The Chinese Academy of Sciences team says it has developed an algorithm to accomplish a task that “was considered impossible for classical computing.” The researchers claim that the 1 million uncorrelated samples obtained using their method are more accurate than Google’s quantum computer.
Scientists in China are once again challenging Google’s claims to “quantum supremacy” after the research team said it had developed an algorithm to perform a task that “was considered impossible for classical computing.”
The Chinese team said their non-quantum classical computer completed the sampling task “in about 15 hours” with higher accuracy than Google’s model of Sycamore’s real-life quantum computer, which took 200 seconds to complete the same task.
According to the team, the accuracy of 1 million uncorrelated samples created with their method was 0.0037, while the accuracy of Google’s quantum computer model was 0.002.
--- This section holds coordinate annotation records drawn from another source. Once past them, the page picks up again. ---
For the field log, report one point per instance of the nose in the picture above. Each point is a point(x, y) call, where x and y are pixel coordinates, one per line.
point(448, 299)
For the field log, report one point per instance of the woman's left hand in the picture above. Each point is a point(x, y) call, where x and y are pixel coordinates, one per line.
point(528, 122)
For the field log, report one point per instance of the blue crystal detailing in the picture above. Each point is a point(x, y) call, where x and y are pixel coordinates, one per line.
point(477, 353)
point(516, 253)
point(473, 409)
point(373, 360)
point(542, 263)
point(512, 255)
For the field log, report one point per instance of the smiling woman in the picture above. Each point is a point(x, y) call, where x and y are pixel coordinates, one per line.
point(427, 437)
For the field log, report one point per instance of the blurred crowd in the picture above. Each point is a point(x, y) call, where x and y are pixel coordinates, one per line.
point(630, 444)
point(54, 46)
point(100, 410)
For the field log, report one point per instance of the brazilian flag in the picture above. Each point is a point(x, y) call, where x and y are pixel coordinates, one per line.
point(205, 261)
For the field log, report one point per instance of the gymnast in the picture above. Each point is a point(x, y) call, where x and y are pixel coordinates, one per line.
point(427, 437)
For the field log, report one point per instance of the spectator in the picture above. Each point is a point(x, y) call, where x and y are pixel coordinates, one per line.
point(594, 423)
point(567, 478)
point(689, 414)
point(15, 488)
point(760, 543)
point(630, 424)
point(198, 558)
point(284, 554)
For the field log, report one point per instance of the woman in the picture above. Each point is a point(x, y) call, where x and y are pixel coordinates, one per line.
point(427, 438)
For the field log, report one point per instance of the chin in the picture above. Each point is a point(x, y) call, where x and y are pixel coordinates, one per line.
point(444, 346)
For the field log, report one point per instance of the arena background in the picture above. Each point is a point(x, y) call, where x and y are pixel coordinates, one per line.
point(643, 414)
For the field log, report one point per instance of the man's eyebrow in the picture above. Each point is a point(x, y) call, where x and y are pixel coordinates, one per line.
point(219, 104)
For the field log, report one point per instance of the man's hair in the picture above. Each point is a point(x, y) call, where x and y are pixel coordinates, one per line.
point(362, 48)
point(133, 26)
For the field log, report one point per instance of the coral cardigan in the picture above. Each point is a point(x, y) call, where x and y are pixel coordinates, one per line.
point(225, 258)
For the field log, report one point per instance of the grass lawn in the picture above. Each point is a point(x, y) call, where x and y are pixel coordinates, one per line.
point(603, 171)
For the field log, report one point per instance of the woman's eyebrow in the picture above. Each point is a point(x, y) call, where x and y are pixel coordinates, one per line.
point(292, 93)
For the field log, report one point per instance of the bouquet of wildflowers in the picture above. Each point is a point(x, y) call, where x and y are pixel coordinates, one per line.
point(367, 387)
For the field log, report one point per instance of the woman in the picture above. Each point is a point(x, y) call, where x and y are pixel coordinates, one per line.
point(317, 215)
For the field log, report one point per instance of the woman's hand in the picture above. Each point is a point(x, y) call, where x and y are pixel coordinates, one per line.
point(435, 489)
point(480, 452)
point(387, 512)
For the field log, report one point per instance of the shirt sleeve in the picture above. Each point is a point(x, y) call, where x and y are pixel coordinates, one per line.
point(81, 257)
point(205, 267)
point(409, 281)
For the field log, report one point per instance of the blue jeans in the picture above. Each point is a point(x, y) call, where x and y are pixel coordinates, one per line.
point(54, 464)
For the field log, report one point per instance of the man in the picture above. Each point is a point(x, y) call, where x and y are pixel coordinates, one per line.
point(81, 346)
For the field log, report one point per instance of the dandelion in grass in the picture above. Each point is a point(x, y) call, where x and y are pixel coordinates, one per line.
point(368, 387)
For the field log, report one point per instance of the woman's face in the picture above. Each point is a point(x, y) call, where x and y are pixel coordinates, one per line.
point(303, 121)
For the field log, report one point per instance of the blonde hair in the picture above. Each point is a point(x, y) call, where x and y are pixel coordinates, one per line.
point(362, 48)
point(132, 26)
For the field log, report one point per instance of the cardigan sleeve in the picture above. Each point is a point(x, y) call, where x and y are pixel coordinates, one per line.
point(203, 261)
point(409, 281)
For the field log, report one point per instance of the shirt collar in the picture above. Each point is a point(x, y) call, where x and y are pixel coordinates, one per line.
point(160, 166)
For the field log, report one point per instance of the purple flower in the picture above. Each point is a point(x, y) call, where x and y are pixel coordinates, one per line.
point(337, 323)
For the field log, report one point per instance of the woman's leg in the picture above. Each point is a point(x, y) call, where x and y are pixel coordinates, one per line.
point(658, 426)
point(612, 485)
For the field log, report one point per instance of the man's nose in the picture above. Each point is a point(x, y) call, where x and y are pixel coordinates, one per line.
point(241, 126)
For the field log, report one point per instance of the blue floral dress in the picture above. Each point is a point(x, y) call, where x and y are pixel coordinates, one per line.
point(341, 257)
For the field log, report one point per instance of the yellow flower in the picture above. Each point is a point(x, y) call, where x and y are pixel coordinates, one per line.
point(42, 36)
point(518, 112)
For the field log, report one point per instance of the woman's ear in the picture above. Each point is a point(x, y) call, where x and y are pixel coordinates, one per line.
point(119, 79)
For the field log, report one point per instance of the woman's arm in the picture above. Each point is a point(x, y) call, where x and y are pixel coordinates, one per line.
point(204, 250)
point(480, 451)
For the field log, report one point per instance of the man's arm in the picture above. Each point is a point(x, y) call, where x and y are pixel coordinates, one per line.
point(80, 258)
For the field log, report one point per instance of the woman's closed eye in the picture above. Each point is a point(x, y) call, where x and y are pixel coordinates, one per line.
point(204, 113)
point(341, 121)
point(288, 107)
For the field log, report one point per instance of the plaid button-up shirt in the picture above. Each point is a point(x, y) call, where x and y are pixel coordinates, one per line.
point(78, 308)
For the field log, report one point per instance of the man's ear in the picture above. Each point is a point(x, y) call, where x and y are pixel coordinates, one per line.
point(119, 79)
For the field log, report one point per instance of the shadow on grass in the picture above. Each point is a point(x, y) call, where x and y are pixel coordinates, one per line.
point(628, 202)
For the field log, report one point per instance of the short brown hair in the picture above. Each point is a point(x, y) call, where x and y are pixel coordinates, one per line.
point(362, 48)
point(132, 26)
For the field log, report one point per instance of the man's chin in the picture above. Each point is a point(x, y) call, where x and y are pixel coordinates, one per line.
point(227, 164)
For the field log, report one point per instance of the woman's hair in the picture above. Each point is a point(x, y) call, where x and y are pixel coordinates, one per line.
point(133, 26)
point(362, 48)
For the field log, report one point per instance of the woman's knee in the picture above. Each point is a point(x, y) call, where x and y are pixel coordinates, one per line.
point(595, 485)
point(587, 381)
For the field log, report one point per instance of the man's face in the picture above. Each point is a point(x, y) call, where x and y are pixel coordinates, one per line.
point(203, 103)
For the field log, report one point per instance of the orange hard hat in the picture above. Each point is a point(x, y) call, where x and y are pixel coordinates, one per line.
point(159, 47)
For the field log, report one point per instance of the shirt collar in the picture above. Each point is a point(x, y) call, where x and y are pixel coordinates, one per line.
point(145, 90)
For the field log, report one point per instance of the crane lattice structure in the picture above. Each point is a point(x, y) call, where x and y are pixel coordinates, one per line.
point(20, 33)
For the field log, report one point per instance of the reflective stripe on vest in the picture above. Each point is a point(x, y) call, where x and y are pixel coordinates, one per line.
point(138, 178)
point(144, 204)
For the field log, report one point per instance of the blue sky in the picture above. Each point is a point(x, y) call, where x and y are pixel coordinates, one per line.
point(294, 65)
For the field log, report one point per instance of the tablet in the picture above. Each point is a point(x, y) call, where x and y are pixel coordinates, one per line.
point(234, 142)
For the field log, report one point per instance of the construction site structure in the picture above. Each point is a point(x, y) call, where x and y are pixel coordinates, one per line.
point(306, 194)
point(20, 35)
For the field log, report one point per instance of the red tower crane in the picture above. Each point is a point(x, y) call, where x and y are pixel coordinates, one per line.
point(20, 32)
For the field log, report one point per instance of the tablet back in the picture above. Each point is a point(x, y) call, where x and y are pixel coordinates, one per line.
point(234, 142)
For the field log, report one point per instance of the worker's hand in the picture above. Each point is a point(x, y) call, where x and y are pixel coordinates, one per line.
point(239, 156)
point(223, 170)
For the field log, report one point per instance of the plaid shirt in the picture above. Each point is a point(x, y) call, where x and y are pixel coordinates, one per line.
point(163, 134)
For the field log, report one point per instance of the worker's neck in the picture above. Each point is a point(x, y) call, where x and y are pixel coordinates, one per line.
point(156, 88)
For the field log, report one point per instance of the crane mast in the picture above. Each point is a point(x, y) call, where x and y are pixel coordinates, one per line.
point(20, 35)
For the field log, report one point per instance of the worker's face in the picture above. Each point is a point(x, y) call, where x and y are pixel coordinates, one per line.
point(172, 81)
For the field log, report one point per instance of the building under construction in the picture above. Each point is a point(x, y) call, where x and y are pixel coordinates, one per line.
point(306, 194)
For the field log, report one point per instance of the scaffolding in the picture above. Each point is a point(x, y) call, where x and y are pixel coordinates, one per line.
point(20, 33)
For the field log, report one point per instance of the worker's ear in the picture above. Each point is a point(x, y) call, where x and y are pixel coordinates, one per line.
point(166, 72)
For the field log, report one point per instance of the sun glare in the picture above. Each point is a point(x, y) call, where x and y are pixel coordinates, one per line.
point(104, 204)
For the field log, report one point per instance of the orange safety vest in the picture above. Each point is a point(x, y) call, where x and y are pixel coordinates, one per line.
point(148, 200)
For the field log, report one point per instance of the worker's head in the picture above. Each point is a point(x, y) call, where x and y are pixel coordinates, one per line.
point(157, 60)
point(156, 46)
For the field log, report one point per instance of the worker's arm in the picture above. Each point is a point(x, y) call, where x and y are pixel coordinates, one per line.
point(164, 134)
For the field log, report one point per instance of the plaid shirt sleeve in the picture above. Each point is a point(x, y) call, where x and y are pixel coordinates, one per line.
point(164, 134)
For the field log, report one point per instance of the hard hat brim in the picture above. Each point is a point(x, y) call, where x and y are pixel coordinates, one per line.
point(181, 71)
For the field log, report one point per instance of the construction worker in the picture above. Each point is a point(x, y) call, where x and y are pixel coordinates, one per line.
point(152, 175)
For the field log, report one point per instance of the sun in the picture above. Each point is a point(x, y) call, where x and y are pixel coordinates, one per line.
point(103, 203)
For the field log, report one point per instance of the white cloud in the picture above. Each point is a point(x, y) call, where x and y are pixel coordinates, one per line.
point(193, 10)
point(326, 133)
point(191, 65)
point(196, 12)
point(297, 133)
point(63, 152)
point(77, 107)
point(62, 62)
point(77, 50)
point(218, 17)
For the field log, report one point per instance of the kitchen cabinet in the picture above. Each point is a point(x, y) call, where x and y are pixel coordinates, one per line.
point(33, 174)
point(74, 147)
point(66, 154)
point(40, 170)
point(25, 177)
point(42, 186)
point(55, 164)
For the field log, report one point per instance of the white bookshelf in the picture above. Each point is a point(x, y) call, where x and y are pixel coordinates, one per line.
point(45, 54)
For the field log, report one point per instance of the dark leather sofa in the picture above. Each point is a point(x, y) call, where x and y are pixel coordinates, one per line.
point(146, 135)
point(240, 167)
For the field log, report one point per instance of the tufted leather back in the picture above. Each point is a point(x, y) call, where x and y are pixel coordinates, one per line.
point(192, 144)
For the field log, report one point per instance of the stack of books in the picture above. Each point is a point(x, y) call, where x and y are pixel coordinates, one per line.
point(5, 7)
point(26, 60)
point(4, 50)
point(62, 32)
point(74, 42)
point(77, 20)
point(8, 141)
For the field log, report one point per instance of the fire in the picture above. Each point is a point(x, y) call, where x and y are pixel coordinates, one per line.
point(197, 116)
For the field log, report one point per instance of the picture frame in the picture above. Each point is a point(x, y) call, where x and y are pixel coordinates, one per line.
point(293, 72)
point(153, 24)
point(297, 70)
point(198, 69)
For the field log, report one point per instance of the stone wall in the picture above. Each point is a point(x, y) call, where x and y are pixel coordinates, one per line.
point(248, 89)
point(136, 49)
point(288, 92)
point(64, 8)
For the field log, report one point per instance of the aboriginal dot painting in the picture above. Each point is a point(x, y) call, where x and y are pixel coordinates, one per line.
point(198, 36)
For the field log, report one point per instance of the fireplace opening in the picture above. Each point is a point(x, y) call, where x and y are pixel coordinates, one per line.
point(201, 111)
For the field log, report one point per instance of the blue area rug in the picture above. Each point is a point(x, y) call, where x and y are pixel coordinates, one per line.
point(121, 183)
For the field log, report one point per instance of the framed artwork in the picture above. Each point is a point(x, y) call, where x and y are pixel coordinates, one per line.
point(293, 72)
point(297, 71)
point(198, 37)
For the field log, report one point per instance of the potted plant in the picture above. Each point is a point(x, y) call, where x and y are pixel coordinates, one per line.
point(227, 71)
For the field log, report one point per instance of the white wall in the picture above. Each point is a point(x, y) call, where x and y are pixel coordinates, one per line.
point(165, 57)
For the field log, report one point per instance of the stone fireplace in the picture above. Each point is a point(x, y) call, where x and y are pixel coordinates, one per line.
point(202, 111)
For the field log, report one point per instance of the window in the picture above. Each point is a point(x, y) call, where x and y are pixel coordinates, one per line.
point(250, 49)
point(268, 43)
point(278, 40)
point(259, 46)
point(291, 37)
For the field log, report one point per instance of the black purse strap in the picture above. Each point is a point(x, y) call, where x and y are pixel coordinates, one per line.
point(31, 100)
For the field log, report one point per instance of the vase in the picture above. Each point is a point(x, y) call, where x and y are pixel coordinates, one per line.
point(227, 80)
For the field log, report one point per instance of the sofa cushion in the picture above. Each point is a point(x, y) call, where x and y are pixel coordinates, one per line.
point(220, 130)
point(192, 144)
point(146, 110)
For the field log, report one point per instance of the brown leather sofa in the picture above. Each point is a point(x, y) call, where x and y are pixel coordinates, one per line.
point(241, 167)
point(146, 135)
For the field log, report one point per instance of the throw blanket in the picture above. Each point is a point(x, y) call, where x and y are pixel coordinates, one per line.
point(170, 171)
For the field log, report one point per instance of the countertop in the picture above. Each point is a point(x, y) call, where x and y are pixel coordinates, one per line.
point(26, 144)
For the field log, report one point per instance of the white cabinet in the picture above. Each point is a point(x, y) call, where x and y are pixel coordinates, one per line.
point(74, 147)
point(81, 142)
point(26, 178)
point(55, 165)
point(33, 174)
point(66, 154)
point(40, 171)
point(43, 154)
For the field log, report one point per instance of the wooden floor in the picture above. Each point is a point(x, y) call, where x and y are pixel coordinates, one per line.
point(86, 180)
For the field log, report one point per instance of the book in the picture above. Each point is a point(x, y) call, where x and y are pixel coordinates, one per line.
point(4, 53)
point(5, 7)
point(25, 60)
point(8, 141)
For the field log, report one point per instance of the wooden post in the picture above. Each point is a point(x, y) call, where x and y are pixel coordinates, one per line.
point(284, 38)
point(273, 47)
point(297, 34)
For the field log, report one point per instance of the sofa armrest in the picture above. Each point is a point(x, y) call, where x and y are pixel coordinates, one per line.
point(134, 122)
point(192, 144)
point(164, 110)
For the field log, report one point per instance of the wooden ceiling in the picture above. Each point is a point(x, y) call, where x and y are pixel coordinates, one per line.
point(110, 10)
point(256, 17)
In a paper that will be submitted to a scientific journal for peer review, scientists at the Institute for Theoretical Physics of the Chinese Academy of Sciences said their algorithm on classical computers completed simulations for Sycamore quantum circuits “in about 15 hours using 512 graphics processing units (GPUs).”
“We propose a new method for the classical solution of this problem by compressing the corresponding tensor network once, [it is] much more efficient than existing methods at obtaining a large number of uncorrelated samples with a given accuracy,” they said.
In October 2019, Google announced that its Sycamore processor was the first to achieve quantum supremacy, completing in three minutes and 20 seconds a task that would have taken the best classic IBM supercomputer Summit 10,000 years. This claim – especially how Google scientists came to the conclusion of “10,000 years” – has been challenged by some researchers.
In Beijing, a team from the Chinese Academy of Sciences argued that “the computation time estimated by Google is based on a specific classical algorithm … and not on a theoretical boundary that applies to all possible algorithms.”
“So, in principle, there may be algorithms that perform much better than the algorithm used by Google, which rejects the claim of quantum superiority,” the team said. “We propose such an algorithm based on the tensor network method.”
Team Leader Zhang Pan, a professor at the institute, told the South China Morning Post that it is currently important in quantum computing to combine classical and quantum computing, which suffer from “noise,” or noise that degrades their accuracy, for real-world applications.
Unlike classical computing, quantum computing is error prone because environmental factors can affect subatomic behavior.
“Our new algorithm and the use of advanced classical computing resources, including over 500 GPUs, is why our device is comparable to Google’s quantum computer in this task of randomly sampling quantum circuits,” he said. “To further speed up the task and improve accuracy, an even better algorithm can be developed and applied to larger and higher-performance equipment such as a classic supercomputer.” In March, the team published an article about their test using 60 GPUs that completed Google’s experiment in “about five days.”
In their latest article published this month, the team stated:
“If our simulation of quantum superiority circuits can be implemented on a modern conventional computer with high efficiency, in principle, the total simulation time can be reduced to a few tens of seconds, which is faster than Google’s hardware experiments.”